# Cockapoo Colours



## cockerpoo61 (Jun 24, 2011)

Just look at this pic of 10 Cockapoo puppies, what an array of colours. NO we do not want an addition, do we lol


----------



## RuthMill (Jun 30, 2012)

Oh my, they are beautiful!!


----------



## fairlie (Sep 7, 2013)

Beautiful puppies! Congratulations to the mother, whereever she is!


----------



## Cat 53 (Aug 26, 2012)

They are just wonderful. That little caramel and Black and Tan and white one....I love him/her. Wonder what they will look like as adults.


----------



## cockerpoo61 (Jun 24, 2011)

Cat 53 said:


> They are just wonderful. That little caramel and Black and Tan and white one....I love him/her. Wonder what they will look like as adults.

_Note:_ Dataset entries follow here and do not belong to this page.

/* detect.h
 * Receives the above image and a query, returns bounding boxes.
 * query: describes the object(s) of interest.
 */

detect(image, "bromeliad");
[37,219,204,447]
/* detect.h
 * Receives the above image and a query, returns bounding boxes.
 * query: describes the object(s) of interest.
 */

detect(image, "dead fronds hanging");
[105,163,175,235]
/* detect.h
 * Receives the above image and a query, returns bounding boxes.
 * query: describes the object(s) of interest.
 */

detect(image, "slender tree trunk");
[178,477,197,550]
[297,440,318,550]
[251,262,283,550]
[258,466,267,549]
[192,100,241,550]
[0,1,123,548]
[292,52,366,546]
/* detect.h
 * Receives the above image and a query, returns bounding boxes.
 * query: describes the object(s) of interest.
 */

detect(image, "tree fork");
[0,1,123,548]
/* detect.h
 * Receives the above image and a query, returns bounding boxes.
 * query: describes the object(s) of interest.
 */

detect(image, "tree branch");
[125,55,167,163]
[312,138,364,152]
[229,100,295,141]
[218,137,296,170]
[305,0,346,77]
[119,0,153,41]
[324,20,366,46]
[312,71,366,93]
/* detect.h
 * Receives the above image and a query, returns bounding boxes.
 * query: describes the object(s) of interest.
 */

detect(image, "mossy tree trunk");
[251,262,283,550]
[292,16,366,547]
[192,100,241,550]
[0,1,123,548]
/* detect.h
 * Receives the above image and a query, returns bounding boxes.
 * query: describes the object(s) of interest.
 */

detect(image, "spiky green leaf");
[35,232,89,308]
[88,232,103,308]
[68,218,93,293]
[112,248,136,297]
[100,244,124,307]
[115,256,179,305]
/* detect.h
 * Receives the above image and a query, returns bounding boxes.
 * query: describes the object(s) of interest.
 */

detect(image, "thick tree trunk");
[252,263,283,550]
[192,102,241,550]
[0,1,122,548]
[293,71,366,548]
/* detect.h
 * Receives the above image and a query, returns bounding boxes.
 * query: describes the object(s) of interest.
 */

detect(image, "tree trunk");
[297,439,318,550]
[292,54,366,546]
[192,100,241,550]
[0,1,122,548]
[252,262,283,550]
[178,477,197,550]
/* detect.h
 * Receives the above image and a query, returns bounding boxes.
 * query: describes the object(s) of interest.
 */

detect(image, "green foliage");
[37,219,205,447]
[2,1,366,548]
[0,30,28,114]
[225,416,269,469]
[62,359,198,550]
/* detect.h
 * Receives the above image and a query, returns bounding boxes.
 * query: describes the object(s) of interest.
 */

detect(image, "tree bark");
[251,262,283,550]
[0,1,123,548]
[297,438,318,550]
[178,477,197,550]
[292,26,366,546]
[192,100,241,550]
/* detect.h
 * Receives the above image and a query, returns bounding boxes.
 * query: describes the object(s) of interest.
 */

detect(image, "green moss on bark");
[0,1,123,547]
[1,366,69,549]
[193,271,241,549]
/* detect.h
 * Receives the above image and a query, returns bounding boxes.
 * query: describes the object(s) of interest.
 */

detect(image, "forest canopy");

We are interested in how they are going to change as some have quite a bit of red showing through them at the moment. Also, see the little pup at the bottom of the first picture it has the most amazing curly coat.


----------



## dmgalley (Aug 19, 2012)

I will take the third and the fourth


----------



## wilfiboy (Sep 18, 2010)

Beautiful sable babies. They'll fade and could look similar to this .....

http://www.sugarandspicecockapoos.com/sable.html

( one of Donnas fav sites )


----------



## DB1 (Jan 20, 2012)

wow 10! they look gorgeous.


----------



## Tinman (Apr 23, 2013)

Each and every one of them is just divine! I'll take them all please


----------



## RuthMill (Jun 30, 2012)

Love the little pink bare bellies!


----------



## Tinman (Apr 23, 2013)

cockerpoo61 said:


> We are interested in how they are going to change as some have quite a bit of red showing through them at the moment. Also, see the little pup at the bottom of the first picture it has the most amazing curly coat.


Wow I missed the little curly guy, just had another look - I think I mistook him as the carpet the first time 
I think he's the one I really want please!


----------



## JasperBlack (Sep 1, 2012)

The little curly one is just gorgeous. Is this THE litter! X


Sent from my iPhone using Tapatalk - now Free


----------



## cockerpoo61 (Jun 24, 2011)

JasperBlack said:


> The little curly one is just gorgeous. Is this THE litter! X
> 
> 
> Sent from my iPhone using Tapatalk - now Free


No, this is not the litter, the hopefully red ones have not been born yet. The little curly one (Shaun the Sheep) is the only one not sold yet, and he has the most wonderful colourings under his tummy and just so curly.


----------



## JasperBlack (Sep 1, 2012)

Awwwwww I can't at the mo my health probs are stopping me. But as soon as I'm back on track I will be looking, I bet Shaun the sheep is so cute!!!


Sent from my iPhone using Tapatalk - now Free


----------



## fairlie (Sep 7, 2013)

Googling drive time between Ottawa and North Carolina now..... ouch!


----------



## Yogi bear (Feb 25, 2013)

Save one for me please, anyone, they're all gorgeous! X


----------



## Caira (May 27, 2013)

they are all yummy  If we go for another cockapoo one day, I'd love a red one


----------



## JoJo (Mar 2, 2011)

Cockerpoo61, I would love to see the coat change in these pups, keep me posted  Hope you've been over for some serious puppy cuddling  love to your poos and family xxx


----------



## cockerpoo61 (Jun 24, 2011)

JoJo said:


> Cockerpoo61, I would love to see the coat change in these pups, keep me posted  Hope you've been over for some serious puppy cuddling  love to your poos and family xxx


Yes, we will try and get some pics, as we are really interested in what the colour changing is going to be like. Hubby has had an operation on his achilles tendon and plates in his heel bone so i am rushing around trying to do everything while he sits with his foot up for 8 weeks  but i will try and get another visit in before they go to their forever homes, i need to keep having puppy cuddles. Bayley, Holly, Jack and Oscar send you big wet soppy kisses xxxxxxx


----------